The critical value is above-mentioned default first threshold.Candidate unit determining module 420 is by the default first threshold to all of
Information unit is screened, and be will appear from number of times and is defined as candidate feature unit more than the information unit of the default first threshold.
Unit determining module 430 is promoted, is existed for for each candidate feature unit, counting the candidate feature unit respectively
The distribution situation of each documents location, determines whether the candidate feature unit is promotional features unit according to statistics.
By the screening of candidate unit determining module 420, the information list of most normal content can be roughly screened out
Unit, but in remaining information unit (i.e. candidate feature unit), except the letter associated with advertising message or rubbish promotion message
Interest statement unit, it is also possible to there is the information unit joined with time correlation included in normal news.Inventor is sent out by statistical analysis
It is existing, in candidate feature unit, the candidate feature unit that joins with time correlation because and non-artificial content deliberately repeatedly,
Position distribution situation in a document is than more uniform (as shown in Figure 5);And the time associated with advertising message or rubbish promotion message
It is the artificial content for deliberately repeating to select feature unit, so position distribution situation in a document compares concentration (as shown in Figure 6).
Therefore, popularization spy effectively can further be filtered out in the distribution situation of each documents location by counting candidate feature unit
Levy unit.
Specifically, promoting unit determining module 430 includes that vectorial submodule 431, determination sub-module 432 and document divide son
Module 433, wherein, vectorial submodule 431 is used to be provided for representing distribution of the candidate feature unit in each documents location
The vector of situation;Wherein, each element in vector corresponds respectively to each documents location;If the candidate feature unit is being specified
The distributed quantity of documents location is more than default distribution threshold value, then the element value of the element corresponding to the specified documents location is non-
Zero;If the candidate feature unit is specifying the distributed quantity of documents location to be not more than default distribution threshold value, the specified document
The element value of the element corresponding to position is zero;Determination sub-module 432 is used for the number when nonzero element in vector more than default
Element threshold value when, determine the candidate feature unit be promotional features unit;Document divides submodule 433 to be used for according to default
Document content is divided into multiple documents locations by position division rule;Wherein, above-mentioned default position division rule includes:Base
In the division rule of paragraph granularity and the division rule based on sentence granularity;And above-mentioned candidate feature unit is in specified document
The distributed quantity of position includes:Candidate feature unit is specifying the occurrence number, and/or probability of occurrence of documents location.

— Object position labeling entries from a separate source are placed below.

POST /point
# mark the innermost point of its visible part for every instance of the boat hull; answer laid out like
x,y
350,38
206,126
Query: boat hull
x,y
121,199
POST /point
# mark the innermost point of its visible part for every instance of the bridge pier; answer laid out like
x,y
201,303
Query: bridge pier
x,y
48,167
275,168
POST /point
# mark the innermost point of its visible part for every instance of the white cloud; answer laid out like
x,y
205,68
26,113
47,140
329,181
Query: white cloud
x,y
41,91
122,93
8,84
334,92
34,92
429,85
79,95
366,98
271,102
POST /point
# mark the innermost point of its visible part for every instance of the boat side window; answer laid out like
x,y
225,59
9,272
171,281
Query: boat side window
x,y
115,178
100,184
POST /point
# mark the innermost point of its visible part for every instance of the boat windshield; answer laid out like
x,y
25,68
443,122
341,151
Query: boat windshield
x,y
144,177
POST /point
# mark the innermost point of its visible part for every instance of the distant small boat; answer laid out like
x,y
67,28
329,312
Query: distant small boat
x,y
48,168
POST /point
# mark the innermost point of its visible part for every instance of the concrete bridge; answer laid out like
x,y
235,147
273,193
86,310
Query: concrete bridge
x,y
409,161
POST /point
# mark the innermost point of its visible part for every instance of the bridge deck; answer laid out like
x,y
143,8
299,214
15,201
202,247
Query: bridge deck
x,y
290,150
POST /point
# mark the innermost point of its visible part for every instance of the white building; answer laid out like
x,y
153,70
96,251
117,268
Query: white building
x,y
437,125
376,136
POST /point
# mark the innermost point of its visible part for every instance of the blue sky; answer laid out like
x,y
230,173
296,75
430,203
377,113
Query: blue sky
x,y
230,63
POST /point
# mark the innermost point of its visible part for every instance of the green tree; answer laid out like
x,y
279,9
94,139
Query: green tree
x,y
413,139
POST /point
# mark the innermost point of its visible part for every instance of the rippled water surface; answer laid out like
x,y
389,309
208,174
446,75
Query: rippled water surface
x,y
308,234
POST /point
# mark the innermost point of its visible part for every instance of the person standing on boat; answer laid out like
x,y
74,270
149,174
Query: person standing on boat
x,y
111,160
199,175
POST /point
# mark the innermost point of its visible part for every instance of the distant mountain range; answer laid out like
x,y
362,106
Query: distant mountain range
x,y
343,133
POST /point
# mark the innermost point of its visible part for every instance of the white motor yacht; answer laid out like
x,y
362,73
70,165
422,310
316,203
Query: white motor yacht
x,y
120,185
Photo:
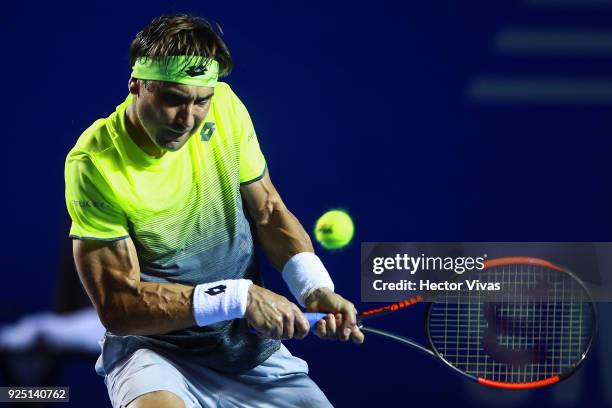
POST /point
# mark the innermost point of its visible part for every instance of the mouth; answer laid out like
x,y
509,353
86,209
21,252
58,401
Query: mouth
x,y
178,132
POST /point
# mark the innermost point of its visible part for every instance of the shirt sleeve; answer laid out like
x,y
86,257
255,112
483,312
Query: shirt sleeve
x,y
94,212
252,164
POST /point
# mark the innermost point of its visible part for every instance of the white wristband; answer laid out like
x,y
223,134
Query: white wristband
x,y
304,273
222,300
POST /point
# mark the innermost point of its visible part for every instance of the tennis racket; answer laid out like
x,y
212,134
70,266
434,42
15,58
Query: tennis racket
x,y
533,332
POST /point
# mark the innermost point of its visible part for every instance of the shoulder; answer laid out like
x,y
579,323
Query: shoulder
x,y
94,140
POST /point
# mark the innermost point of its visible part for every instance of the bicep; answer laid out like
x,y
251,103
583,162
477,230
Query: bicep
x,y
261,198
106,269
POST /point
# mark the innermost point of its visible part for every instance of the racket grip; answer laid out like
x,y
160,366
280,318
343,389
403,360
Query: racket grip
x,y
313,319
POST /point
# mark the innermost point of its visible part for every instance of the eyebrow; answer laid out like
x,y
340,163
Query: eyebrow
x,y
180,95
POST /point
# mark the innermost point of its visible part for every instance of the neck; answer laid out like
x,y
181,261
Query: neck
x,y
138,135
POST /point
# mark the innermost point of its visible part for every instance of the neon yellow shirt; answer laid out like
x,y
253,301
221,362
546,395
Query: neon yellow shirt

Detection module 440, for detecting the promotion message included in document according to fixed promotional features unit.
Specifically, detection module 440 was needed according to fixed promotional features unit and its dividing in each documents location
Cloth situation, sets corresponding document detection model, according to the promotion message included in document detection model inspection document.Further
Ground, detection module 440 is needed according to fixed promotional features unit and its in the probability of occurrence of each documents location and pre-
If position weight, the model parameter that includes in document detection model and the weighted value corresponding to each model parameter are set;
Then the model parameter phase searched from each information unit that document to be detected is included and included in document detection model
The information unit of matching;For each information unit for finding, according to document of the information unit in document to be detected
Position and/or the weighted value of the model parameter matched with the information unit, determine the score value of the information unit, true according to score value
Whether the fixed information unit is promotion message.
The present invention can include update module 450, for updating text according to the promotion message included in the document for detecting
Shelves detection model.Wherein, document detection model includes deep learning model, it is particularly possible to using the convolution in deep learning model
Neural network model, in a particular application, update module 450 is acceptable according to the actually detected result of promotion message each time,
The convolutional neural networks model is fed back, so as to constantly update document detection model, identification can be improved constantly accurate
True property, improves the recognition efficiency of promotion message.
The present invention can also include deleting module 460, right for the documents location according to where the promotion message for detecting
Document is deleted.Wherein, when the documents location where the promotion message for detecting belongs to the stem of document, to the popularization
Information and its paragraph content before are deleted;When the documents location where the promotion message for detecting belongs to the afterbody of document
When, paragraph content to the promotion message and its afterwards is deleted;Documents location where the promotion message for detecting
When belonging to the middle part of document, the sentence where the promotion message is deleted.By deleting module 460, can effectively go
The advertising message or rubbish promotion message included in the news content captured except machine, so as to get pure news content,
Facilitate to the compilation from media platform news.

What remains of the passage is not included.